I've been reading HN for years, and this news cycle of OMG-Custom-Whizbang-
Inc-has-opted-you-in-to-Shady-Feature-Fizzbuzz seems to break on the regular.

Want to monetize your product? Start on Day Fucking One, with User Number One.
Make them pay.

Want to start off free, and worry about monetizing your product later? Don't
fucking automatically opt your users into being the product you sell to
advertisers. Don't snoop on them, or otherwise invade their privacy. Don't be
an asshole to them and force something on them they haven't already agreed to.
Default to every new & existing user being opted _out_ of any of these things.
Make it an organizational principal that explicit opt-in behavior is The Right
Way™ -- such as signing up for a paid tier of service, like Github and many
other good actors do in this regard.

I seriously cannot think of many things that happen in the lifecycle of an
online service in which automatically opting users into some process is the
best and most honest experience, and the thing most people want. That people
accept this crap is beyond me.

Nobody would allow this to happen in their non-digital lives:

"Hey, John, Jerk Pest Control here. You've been using our quarterly service
for a while now. We're rolling out a new service that visits every month, and
we're going to keep the price the same as before by selling your information
to some other local businesses that want you as their customer. We've opted
you into the service automatically. Why? Well, we're looking to break out of
our cyclic dependency on quarterly fees to help hit business growth targets.
There was a small note informing you of this opt-in that went out with your
last bill."

 _grumbling and swearing commences. phone beeps with another call..._

"Hey, Mary. Dick's Accounting Service. You left a message about phone calls
received from other companies who say we shared your number. We've been taking
care of your taxes for the past few years, and are testing out a new service
of presenting easy-to-decline third-party financial services to you, based on
how well we think they fit what we know about your annual financial picture.
We've carefully chosen our partners, and we only share just enough information
to help them verify your viability as a candidate for service. We opted you
into this service for your convenience. Why? Well, we're trying to maximize
the returns of providing excellent service for your needs beyond just the
once-yearly tax visits. We sent you an email about new Terms of Service around
tax time, and you agreed to them when you used us to file your taxes this
year."

 _grumbling and swearing. inquire about opting out of the service._

"Oh, that's _easy_. To decline the offers, just tell them you're not
interested in the service. When they ask if you would like to confirm you are
sure you're not interested in being removed from their call list, or would
like to decline being removed from their call list, tell them you're not
interested and would like to decline. Piece of cake."

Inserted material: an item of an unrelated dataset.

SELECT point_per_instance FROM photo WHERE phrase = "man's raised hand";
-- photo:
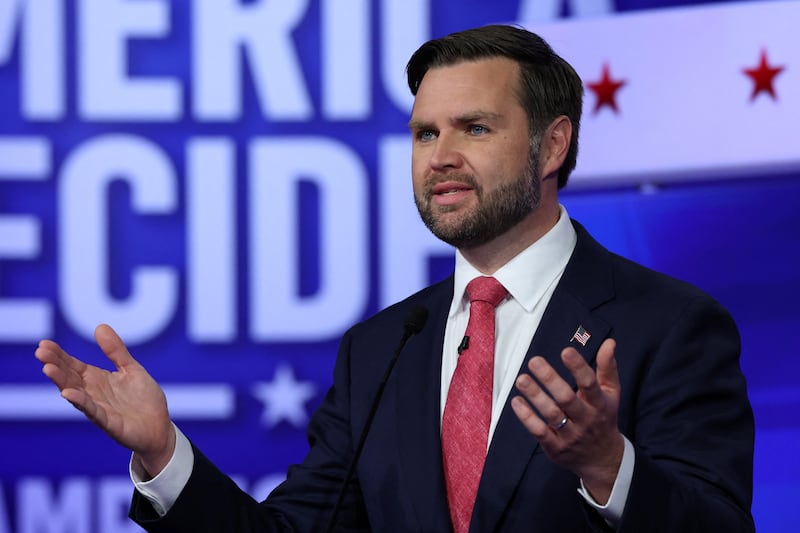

Yes, SourceForge are being total assholes with this whole debacle. But let's
maybe take a minute to ponder where they even got the ideas from, and why we
are only offended when a once-free service that markets itself as having
something to do with "open source" or "free software" is the bad actor.

 _Too many online companies and services think this behavior is perfectly
acceptable, and build up their services in a tech culture that accepts it_.
It's a bit ridiculous to draw lines in the sand and have so much outrage only
for the likes of SourceForge. None of this ought to be _that_ surprising.

</tangentially_related_rant>